Это время, когда мы заранее ее оплакивали, было совсем не похоже на черный ужас самой смерти. Плакали мы вместе, стараясь облегчить друг другу боль. Но эта общая, разделенная боль была ничто по сравнению с мукой ее исчезновения, со страшной мыслью, что она не вернется. Ни одна смерть не похожа на другую, но каждая вводит нас в тот же мир, в мир, куда мы так редко вступаем, где нам становится ясной вся никчемность того, за чем мы так долго гнались и так скоро опять устремимся в погоню.
Я не собирался писать о смерти Клемент. Это оказалось невыносимо тяжело и до сих пор меня мучит, хотя прошло уже несколько дней. Тогда я, конечно, оправился от утраты, вероятно, даже довольно быстро. Она завещала мне свои деньги, но после нее не осталось ничего, одни долги.
С тех пор как я заглушил свой телефон, я получаю меньше приглашений. Во всяком случае, мое возвращение в Лондон, надо думать, перестало волновать умы. В последнее время я провожу вечера дома, пью вино и слушаю по радио музыку, почти любую. У меня есть проигрыватель, но он сломался при переезде. На ужин готовлю себе рис, или чечевицу, или тушеную капусту. Съедаю яблоко и рано ложусь спать, совершенно пьяный. Задатков алкоголика во мне, по-моему, нет. Чувствую боль в груди, но это, думаю, как-то связано с Клемент.
А не был ли Джеймс сумасшедшим?

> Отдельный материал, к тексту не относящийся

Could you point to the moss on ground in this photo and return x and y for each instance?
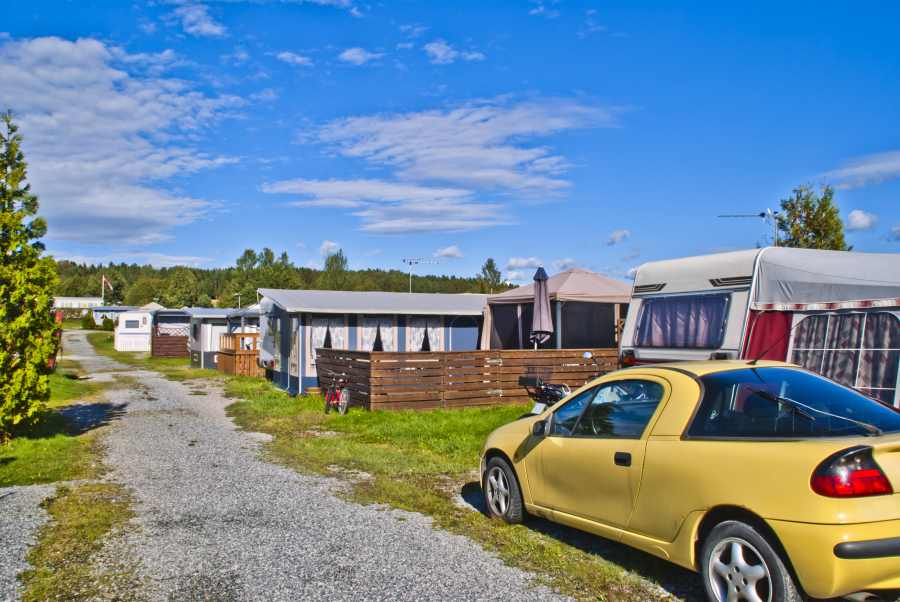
(417, 462)
(69, 560)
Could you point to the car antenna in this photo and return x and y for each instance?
(753, 363)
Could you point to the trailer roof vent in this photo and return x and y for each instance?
(648, 288)
(733, 281)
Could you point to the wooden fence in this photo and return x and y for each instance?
(237, 354)
(424, 381)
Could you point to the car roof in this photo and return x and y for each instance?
(710, 366)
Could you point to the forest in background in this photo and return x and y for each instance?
(182, 286)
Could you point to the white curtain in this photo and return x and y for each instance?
(336, 326)
(369, 332)
(319, 329)
(435, 338)
(417, 325)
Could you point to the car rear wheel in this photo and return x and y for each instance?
(740, 563)
(501, 492)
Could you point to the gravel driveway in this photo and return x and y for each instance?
(215, 522)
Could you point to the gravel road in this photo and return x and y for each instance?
(216, 522)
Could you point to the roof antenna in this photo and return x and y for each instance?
(753, 363)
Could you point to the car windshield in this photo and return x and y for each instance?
(786, 403)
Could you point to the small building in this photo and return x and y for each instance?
(111, 311)
(77, 302)
(205, 327)
(134, 331)
(295, 323)
(586, 308)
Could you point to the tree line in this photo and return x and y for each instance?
(182, 286)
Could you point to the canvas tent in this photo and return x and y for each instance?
(833, 312)
(294, 324)
(586, 309)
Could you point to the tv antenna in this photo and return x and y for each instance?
(411, 262)
(768, 213)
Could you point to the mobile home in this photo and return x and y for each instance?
(295, 323)
(833, 312)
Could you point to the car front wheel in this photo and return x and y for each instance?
(740, 563)
(501, 492)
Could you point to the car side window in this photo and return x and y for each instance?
(620, 409)
(564, 419)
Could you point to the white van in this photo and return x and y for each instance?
(836, 313)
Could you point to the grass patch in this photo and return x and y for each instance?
(175, 370)
(414, 461)
(65, 559)
(50, 451)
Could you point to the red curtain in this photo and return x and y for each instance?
(768, 328)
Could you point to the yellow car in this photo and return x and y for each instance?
(769, 480)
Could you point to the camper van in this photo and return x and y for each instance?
(833, 312)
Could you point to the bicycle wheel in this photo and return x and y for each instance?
(343, 402)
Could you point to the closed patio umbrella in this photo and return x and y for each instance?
(542, 323)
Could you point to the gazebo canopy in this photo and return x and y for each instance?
(572, 285)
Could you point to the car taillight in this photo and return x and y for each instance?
(851, 472)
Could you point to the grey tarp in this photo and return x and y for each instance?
(572, 285)
(788, 278)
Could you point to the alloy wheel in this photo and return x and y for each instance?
(737, 571)
(498, 491)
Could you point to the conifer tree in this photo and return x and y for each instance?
(27, 328)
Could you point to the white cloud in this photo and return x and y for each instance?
(612, 272)
(196, 20)
(635, 253)
(565, 264)
(358, 56)
(396, 209)
(869, 170)
(294, 60)
(517, 263)
(449, 252)
(616, 237)
(860, 221)
(481, 143)
(328, 248)
(102, 138)
(442, 53)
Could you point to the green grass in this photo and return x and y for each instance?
(415, 460)
(175, 370)
(65, 559)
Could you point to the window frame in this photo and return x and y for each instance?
(688, 295)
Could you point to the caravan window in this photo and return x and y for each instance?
(691, 321)
(860, 350)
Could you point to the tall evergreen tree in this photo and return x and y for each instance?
(27, 329)
(812, 222)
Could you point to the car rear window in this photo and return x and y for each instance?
(785, 403)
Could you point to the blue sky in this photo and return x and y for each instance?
(592, 134)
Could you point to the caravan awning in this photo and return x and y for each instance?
(811, 279)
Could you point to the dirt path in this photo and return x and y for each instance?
(215, 522)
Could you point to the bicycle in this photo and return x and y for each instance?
(337, 394)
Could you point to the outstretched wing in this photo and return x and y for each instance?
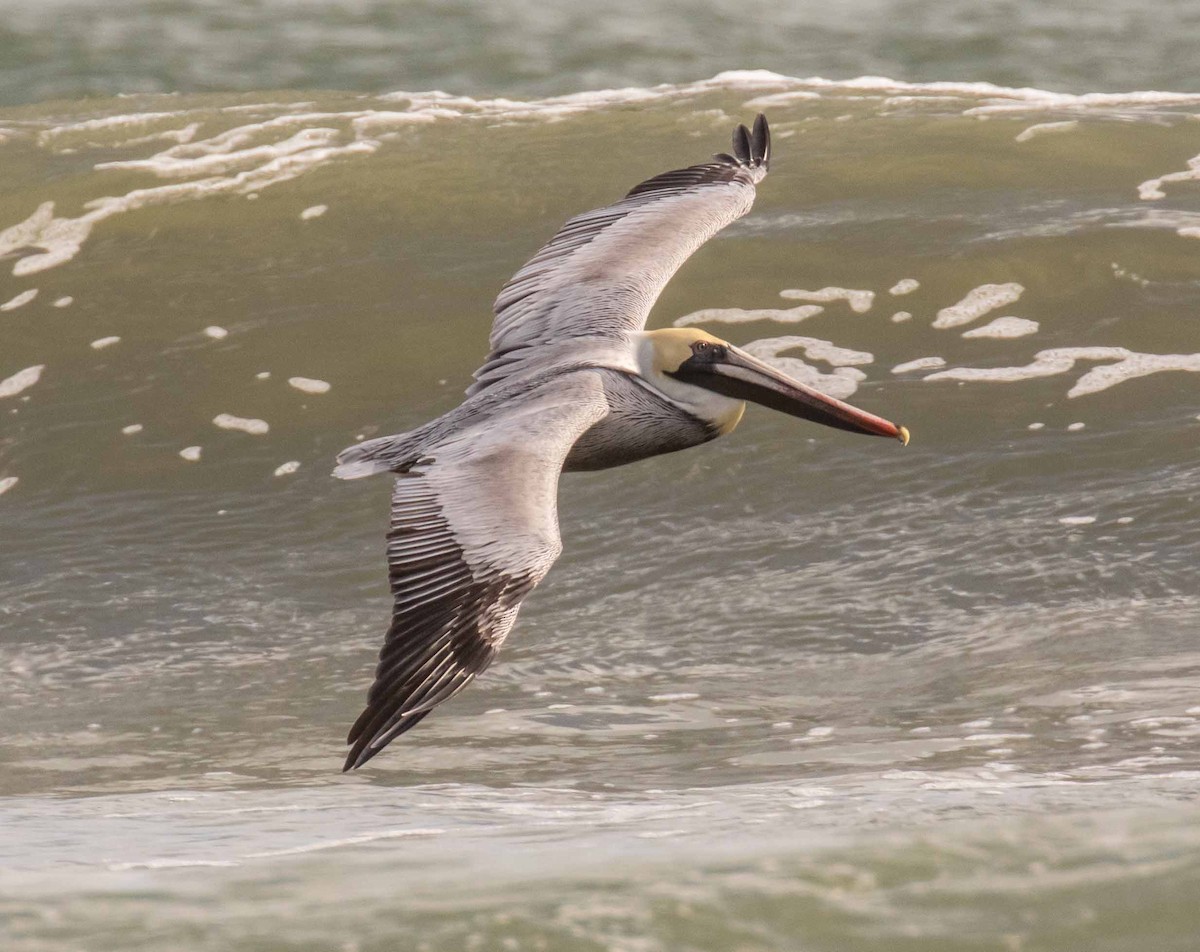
(474, 527)
(603, 271)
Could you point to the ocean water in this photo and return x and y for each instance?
(793, 689)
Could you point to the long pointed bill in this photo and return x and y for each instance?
(745, 377)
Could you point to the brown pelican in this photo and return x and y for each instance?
(573, 382)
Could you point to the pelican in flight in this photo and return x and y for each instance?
(573, 382)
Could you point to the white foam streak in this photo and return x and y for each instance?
(246, 424)
(859, 300)
(1044, 129)
(921, 363)
(744, 316)
(21, 381)
(841, 383)
(1127, 366)
(904, 286)
(309, 385)
(21, 300)
(1005, 328)
(977, 303)
(1152, 189)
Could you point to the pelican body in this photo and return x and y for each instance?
(573, 382)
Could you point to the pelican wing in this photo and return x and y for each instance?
(474, 527)
(603, 271)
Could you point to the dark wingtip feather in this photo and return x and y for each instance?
(742, 144)
(760, 142)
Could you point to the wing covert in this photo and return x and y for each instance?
(474, 527)
(604, 269)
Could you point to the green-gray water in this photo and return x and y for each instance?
(793, 689)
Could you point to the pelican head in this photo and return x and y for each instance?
(713, 379)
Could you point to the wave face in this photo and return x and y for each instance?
(791, 689)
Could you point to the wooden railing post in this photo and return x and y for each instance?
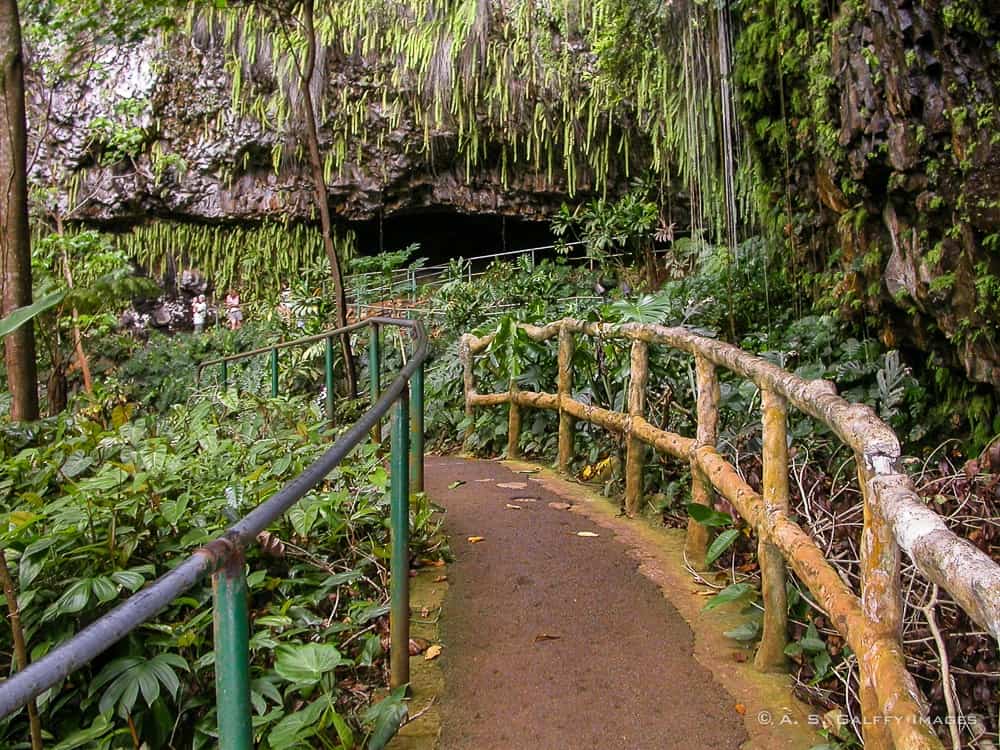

Эта мысль пришла мне в голову совсем недавно. Такая гипотеза много чего могла бы объяснить, например его иллюзию, будто он вытащил меня из водоворота с помощью какой-то сверхъестественной силы. Впрочем, что я, ведь это уж была бы не его, а моя иллюзия. Может, это я сумасшедший? Что я пьян — это факт, и дремота меня одолевает. Я уже пересидел свое время. Будды надвигаются на меня. Спать, спать.